We recognize that it must be troubling to you when a journal like ours
publishes potentially embarrassing information of the sort described above. But
as journalists, we have a certain obligation that cannot be cast aside every
time a large and powerful entity gets annoyed. That obligation compels us to
report the facts as we know them to our readers, who have a keen interest in
this subject matter. If, as is often the case, documents, memoranda, and/or
bits of information in other forms are leaked to us, we have every right to
report on the contents therein. If you find fault with this logic, your
argument lies not with us, but with the general concept of a free press.

And, as a lawyer specializing in intellectual property law, you know that you
cannot in good faith claim that merely stamping "proprietary" or "secret" on a
document establishes that document as a trade secret or as proprietary
information. In the absence of a specific explanation to the contrary, we must
assume that information about the publicly supported telephone system and
infrastructure is of public importance, and that Bellcore will have difficulty
establishing in court that any information in our magazine can benefit
Bellcore's competitors, if indeed Bellcore has any competitors.

If in fact you choose to challenge our First Amendment rights to disseminate
important information about the telephone infrastructure, we will be compelled
to respond by seeking all legal remedies against you, which may include
sanctions provided for in Federal and state statutes and rules of civil
procedure. We will also be compelled to publicize your use of lawsuits and the
threat of legal action to harass and intimidate.
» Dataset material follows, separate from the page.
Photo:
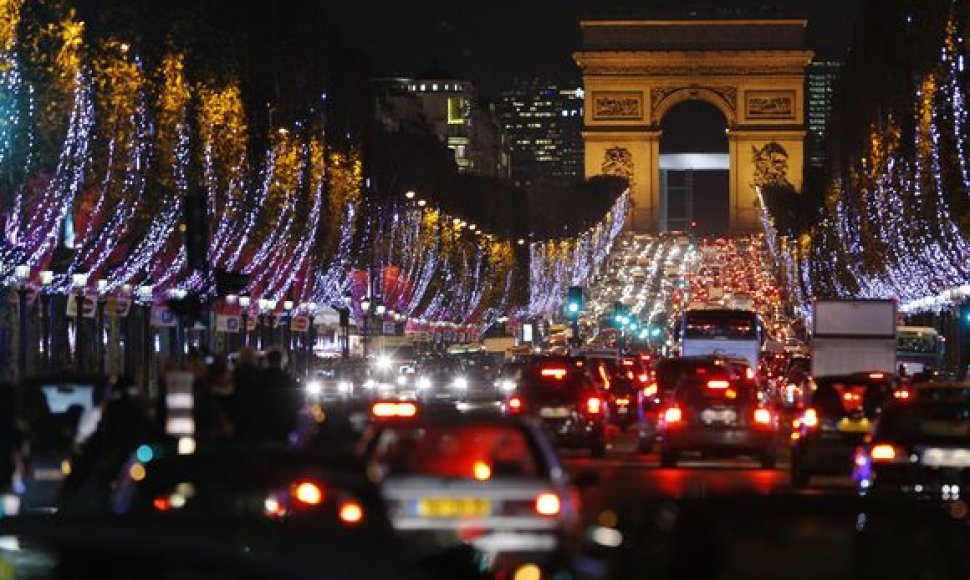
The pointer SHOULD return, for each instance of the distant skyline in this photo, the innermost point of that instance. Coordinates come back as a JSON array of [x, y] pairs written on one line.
[[490, 42]]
Sincerely, Emmanuel Goldstein


Re: Technology and leading employees: another example (Meyer, RISKS-13.67)

"Clifford Johnson" <Cliff@Forsythe.Stanford.EDU>
Thu, 23 Jul 92 16:24:51 PDT
> [Technological] advances will in face increase the lead that
>  the best people already had over the others.

In many (especially large) organizations, the presumption that the best have a
lead over their co-workers is untrue. Ever heard the parable of the
cave-dwellers putting out the eyes of the one who could see?


Re: Nuclear reactor control (Teasdale, Re: RISKS-13.67)

"Tom Ohlendorf - TSU Admin. DP, (410) 830-3642" <D7AP002@TOA.TOWSON.EDU>
Thu, 23 Jul 1992 08:45 EDT
My particular reply is to the statement:

> However, this does not help at all in cases where the reactor
> is running out of control but still producing steam and power, nor will it do
> any good if something has happened to prevent the reinsertion of the damper
> rods themselves...

While I am not even close to an expert in the nuclear power industry, I did
work for a firm that made security systems for nuclear power plants  and had an
opportunity to learn something about the operations of the industry.

Based on my acquired knowledge, the reason why operators and computer systems
monitor the reaction is to prevent a run-away reaction such as cited above. The
computer systems are sophisticated enough to be able to SCRAM (or drop the
control rods for those that don't know what SCRAMing is) the reactor when the
reaction goes out of control. The human monitors also have this control in case
the computer fails.

BTW, for you trivia buffs, SCRAM stands for Secondary Control Rod Axe Man. In
the days before all of the sophisticated control, a person would have to
physically cut the control rod cable with an axe when a reaction went run-away.